Each item has additional details and requirements, and your plan may only allow some of these.

You must use all other reasonably available resources—both outside the plan and within the plan, such as loans and other available withdrawals—before taking a hardship withdrawal.

You can generally withdraw up to the total of what you have contributed to the plan, plus some types of employer contributions if your plan permits.

Earnings are not eligible for withdrawal.

The maximum you can withdraw is the amount needed to meet the financial hardship, plus reasonably anticipated taxes and penalties on the withdrawal. A 10% penalty may apply if you make the withdrawal before you reach age 59 1/2.

After you take a hardship withdrawal, you may not contribute to the plan for six months.

Your plan may specify other requirements for you to receive a hardship withdrawal.

2. In-service: some plans allow you to withdraw money, while still an active employee, once you reach at least age 59 1/2.
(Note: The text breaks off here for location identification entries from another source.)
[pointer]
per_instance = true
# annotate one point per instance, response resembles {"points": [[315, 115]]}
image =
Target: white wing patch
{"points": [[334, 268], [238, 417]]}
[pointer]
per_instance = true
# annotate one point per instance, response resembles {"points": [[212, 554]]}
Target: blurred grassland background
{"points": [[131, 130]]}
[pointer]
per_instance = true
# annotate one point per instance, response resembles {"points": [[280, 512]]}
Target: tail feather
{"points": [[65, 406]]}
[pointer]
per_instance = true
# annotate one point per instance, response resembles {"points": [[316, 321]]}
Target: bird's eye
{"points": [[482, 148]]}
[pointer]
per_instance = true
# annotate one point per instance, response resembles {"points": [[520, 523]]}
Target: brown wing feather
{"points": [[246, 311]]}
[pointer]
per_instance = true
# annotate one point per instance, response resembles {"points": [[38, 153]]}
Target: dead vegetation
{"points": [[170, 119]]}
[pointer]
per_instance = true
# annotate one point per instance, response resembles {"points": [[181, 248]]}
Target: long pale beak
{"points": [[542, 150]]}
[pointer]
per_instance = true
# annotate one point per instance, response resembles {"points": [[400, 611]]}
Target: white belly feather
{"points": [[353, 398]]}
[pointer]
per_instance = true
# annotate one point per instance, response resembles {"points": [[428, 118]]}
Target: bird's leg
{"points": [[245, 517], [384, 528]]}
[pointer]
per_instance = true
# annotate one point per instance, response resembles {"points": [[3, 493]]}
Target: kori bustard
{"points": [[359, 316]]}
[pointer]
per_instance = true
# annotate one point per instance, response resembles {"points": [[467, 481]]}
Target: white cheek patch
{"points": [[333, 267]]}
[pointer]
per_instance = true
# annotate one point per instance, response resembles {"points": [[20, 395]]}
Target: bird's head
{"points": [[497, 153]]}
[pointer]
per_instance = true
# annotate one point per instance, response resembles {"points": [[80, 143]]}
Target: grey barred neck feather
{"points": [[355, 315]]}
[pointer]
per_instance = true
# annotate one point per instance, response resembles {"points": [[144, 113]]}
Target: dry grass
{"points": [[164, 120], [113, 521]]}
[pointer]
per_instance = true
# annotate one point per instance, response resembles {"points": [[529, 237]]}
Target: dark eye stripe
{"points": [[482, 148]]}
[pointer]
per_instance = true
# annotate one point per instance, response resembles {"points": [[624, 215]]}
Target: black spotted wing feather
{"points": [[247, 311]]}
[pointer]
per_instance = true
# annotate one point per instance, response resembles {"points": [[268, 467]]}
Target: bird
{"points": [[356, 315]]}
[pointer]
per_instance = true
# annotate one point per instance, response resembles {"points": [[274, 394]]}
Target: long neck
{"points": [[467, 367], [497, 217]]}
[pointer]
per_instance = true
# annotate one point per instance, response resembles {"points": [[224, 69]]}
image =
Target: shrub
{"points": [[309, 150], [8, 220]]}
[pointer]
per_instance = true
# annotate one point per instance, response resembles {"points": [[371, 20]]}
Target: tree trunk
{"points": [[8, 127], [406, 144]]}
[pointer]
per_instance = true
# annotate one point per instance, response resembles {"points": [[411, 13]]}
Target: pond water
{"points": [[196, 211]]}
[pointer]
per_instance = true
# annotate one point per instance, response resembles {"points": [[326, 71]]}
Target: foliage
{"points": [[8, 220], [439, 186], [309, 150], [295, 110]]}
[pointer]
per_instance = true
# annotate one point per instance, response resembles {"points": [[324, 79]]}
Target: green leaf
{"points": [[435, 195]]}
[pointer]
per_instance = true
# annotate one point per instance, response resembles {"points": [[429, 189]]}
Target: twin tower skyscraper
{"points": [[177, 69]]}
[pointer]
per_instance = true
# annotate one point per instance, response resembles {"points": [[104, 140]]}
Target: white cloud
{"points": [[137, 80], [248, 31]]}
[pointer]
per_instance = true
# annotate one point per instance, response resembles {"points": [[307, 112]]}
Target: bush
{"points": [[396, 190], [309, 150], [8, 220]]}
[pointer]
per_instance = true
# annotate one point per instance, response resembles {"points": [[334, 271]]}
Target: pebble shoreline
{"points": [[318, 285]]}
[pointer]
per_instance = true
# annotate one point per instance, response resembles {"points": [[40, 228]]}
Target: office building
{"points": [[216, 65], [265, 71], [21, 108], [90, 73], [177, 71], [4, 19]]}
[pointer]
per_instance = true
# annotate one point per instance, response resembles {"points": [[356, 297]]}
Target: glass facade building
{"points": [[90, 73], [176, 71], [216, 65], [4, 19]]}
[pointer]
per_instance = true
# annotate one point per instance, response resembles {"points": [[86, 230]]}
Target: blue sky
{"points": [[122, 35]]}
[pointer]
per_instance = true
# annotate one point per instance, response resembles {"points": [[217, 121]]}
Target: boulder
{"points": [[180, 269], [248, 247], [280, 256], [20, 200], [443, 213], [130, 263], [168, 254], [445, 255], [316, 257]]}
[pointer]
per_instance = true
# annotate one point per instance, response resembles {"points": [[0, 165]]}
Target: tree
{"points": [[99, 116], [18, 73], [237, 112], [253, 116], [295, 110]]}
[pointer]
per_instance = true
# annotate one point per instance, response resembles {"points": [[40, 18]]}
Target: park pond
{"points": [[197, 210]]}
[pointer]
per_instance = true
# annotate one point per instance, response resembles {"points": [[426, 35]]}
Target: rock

For both hardship and in-service withdrawals:

  • Your plan can specify the source(s) and order of money withdrawn (for example, pretax deferrals, Roth deferrals, and matching contributions, among others).
  • Pretax amounts withdrawn from your account are considered taxable income.
  • If you withdraw from your Roth account, and it is a nonqualified withdrawal, earnings are considered taxable and a 10% penalty may apply.
  • Your plan can limit how often you may take a withdrawal.
  • Your plan may require your spouse to approve your withdrawal.